USD: Softer tone, firm boundaries
The dollar has lost some momentum since the ceasefire was confirmed, slipping around 2% and leaving it modestly lower year to date. The move matters, but so do its limits. The USD remains well within its 11-month range, suggesting a pullback rather than a break.
The gap between DXY and the Fed’s broad trade-weighted dollar also remains slightly elevated. That points to softer dollar pressure in the majors, without a full unwind across the wider FX complex.
US data still point to respectable growth rather than clear deterioration, while higher energy prices add a renewed inflation risk. That mix makes a sustained dollar sell-off difficult to justify. Near term, reduced geopolitical stress argues for some USD softness. Medium term, the dollar looks more likely to stay boxed in, with risk appetite driving swings rather than a clean trend.
GBP: Politics bite, but sterling holds its nerve
Sterling has opened calmly despite UK local elections pointing to a difficult result for Labour, with Reform UK making notable early gains. Full results may take longer to settle, but GBP/EUR remains the cleaner expression of the pound’s political risk premium.
A knee-jerk move lower in sterling is possible, particularly if the result is worse than expected. However, a sustained bearish view looks harder to defend while the outcome is already well flagged and the macro backdrop remains relatively supportive.
UK data have surprised positively this year, helping to offset concerns linked to geopolitical uncertainty and higher energy costs. That contrasts with a softer eurozone growth profile and gives the pound a firmer relative footing.

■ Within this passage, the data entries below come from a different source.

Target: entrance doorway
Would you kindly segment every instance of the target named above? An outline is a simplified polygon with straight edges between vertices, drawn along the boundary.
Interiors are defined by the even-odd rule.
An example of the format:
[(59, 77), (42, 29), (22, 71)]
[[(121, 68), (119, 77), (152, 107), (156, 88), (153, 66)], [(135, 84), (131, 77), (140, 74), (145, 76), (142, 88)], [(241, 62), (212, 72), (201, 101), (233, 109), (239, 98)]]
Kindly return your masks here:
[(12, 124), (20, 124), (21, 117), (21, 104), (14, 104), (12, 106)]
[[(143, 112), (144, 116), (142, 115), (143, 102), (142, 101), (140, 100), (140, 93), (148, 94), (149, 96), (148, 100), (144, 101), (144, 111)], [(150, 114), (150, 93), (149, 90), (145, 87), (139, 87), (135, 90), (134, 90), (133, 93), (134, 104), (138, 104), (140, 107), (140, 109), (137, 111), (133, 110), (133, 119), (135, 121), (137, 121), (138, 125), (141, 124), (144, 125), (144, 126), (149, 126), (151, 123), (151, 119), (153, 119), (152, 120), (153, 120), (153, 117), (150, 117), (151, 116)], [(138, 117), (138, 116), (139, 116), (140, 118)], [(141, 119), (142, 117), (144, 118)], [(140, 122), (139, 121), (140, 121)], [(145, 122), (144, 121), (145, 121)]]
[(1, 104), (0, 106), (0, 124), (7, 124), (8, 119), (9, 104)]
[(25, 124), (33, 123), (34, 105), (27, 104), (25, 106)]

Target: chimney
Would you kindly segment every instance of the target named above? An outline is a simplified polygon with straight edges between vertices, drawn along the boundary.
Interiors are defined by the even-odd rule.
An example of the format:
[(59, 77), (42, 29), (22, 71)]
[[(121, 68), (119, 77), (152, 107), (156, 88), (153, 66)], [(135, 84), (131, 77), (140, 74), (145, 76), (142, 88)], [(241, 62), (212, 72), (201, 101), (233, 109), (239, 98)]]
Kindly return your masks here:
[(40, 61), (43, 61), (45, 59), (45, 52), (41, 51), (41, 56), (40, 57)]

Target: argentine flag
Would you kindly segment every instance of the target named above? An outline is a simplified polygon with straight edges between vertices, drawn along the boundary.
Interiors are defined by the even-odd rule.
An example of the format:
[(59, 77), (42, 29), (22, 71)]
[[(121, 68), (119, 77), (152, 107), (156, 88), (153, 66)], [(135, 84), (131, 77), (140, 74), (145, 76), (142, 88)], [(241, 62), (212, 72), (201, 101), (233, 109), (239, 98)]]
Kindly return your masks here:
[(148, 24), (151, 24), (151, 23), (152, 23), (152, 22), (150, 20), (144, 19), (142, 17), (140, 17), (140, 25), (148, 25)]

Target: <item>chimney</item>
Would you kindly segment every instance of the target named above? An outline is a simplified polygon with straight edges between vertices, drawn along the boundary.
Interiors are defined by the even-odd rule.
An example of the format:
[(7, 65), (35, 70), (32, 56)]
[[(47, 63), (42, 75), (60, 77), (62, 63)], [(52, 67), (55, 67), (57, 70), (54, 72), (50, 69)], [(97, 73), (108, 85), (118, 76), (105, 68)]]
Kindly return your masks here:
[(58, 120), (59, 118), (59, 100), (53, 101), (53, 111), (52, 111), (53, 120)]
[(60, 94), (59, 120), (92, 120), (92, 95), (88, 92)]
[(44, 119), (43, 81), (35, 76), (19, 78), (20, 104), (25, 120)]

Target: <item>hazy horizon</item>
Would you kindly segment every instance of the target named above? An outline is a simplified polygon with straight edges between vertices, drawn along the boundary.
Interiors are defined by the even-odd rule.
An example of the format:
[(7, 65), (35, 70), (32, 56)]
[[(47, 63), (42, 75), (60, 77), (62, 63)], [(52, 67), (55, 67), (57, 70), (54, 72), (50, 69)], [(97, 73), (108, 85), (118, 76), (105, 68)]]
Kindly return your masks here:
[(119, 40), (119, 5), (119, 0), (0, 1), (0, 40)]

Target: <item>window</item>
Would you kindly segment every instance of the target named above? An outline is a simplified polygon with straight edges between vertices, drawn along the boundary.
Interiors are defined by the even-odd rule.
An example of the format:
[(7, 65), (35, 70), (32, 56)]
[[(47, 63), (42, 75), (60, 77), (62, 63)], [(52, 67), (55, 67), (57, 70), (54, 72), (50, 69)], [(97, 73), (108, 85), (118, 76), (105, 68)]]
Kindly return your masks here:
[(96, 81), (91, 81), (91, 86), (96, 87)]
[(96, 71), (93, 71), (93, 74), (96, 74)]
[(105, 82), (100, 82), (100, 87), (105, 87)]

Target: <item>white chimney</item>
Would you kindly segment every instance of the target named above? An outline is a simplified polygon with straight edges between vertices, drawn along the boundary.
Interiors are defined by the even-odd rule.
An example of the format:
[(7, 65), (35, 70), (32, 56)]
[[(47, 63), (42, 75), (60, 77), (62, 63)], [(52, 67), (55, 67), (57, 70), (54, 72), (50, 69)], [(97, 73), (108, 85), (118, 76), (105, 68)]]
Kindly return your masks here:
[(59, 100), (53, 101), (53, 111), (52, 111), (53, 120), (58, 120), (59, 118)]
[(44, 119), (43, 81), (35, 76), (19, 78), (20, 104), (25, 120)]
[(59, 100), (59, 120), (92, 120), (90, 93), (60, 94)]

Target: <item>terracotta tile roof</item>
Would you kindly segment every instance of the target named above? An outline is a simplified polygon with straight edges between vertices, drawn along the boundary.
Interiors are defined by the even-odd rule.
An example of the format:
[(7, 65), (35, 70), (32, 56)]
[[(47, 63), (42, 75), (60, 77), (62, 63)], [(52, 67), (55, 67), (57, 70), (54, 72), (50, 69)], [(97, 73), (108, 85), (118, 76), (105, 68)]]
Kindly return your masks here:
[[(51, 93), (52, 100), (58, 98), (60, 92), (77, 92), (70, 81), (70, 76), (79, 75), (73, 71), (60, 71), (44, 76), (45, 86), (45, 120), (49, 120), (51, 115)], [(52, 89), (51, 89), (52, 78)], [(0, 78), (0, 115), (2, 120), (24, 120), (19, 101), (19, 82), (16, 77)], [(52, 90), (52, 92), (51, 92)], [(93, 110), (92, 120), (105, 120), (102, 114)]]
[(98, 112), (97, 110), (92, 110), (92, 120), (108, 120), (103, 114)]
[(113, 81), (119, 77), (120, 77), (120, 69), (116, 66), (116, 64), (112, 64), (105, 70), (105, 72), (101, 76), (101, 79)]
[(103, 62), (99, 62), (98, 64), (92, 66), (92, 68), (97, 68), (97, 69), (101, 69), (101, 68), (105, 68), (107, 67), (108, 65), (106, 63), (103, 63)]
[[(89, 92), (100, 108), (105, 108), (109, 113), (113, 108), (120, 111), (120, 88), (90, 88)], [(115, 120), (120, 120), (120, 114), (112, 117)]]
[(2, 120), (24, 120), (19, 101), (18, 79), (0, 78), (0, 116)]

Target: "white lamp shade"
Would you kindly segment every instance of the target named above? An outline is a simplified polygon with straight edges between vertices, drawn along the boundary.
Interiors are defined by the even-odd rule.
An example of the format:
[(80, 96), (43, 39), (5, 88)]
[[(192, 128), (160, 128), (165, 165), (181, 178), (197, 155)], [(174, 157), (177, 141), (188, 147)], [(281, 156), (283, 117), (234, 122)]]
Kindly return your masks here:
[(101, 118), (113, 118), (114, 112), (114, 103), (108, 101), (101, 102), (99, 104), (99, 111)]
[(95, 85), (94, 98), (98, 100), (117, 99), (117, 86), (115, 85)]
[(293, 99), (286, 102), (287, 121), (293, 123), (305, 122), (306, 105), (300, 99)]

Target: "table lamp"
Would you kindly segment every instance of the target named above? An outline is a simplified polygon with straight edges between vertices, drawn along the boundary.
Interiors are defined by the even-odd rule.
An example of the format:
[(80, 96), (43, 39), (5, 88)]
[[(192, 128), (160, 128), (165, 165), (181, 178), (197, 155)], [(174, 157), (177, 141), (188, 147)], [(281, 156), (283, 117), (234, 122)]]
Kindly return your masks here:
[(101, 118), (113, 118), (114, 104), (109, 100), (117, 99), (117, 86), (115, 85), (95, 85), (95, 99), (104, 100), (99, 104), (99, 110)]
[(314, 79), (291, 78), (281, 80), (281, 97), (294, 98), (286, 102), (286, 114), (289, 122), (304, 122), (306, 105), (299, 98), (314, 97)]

Sterling’s carry appeal also remains attractive against the euro in a calmer volatility environment.
The bigger risk is not the election result itself, but what follows. A poor showing could intensify internal pressure on Starmer and create a more persistent political drag. If UK data also begin to lose momentum later in the year, sterling would look more vulnerable.
EUR: Upside capped by growth and geopolitics
EUR/USD continues to struggle for clean follow-through. De-escalation hopes have helped risk sentiment, but confidence in a durable US-Iran peace outcome remains fragile after fresh US strikes near the Strait of Hormuz. Markets have faded the immediate escalation risk, yet the euro has not been able to convert that into a decisive move higher.
Trade policy is another constraint. President Trump’s July 4 deadline for the EU to ratify a trade agreement, alongside renewed tariff threats, adds a fresh macro risk at a time when Europe is already facing energy-linked headwinds.
The bigger issue remains relative growth. The US continues to outperform, while the eurozone has disappointed. German industrial production fell 0.7% month on month in March, with February revised lower, leaving first-quarter output more than 1% below Q4 2025 levels. That reinforces concerns that Europe is absorbing the latest shock less comfortably than the US.
EUR/USD may hold above 1.17 for now, but a move towards 1.18 likely needs clearer de-escalation. A push to 1.20 looks increasingly difficult while growth and rate dynamics lean back towards the dollar.
Looking ahead
- Watch oil and US yields for the next macro impulse.
- USD downside looks limited unless US data soften more clearly.
- GBP/EUR remains the key sterling political risk gauge.
- UK election fallout matters more if it triggers sustained pressure on Starmer.
- EUR/USD upside depends on de-escalation, stronger eurozone data and a less supportive USD rate backdrop.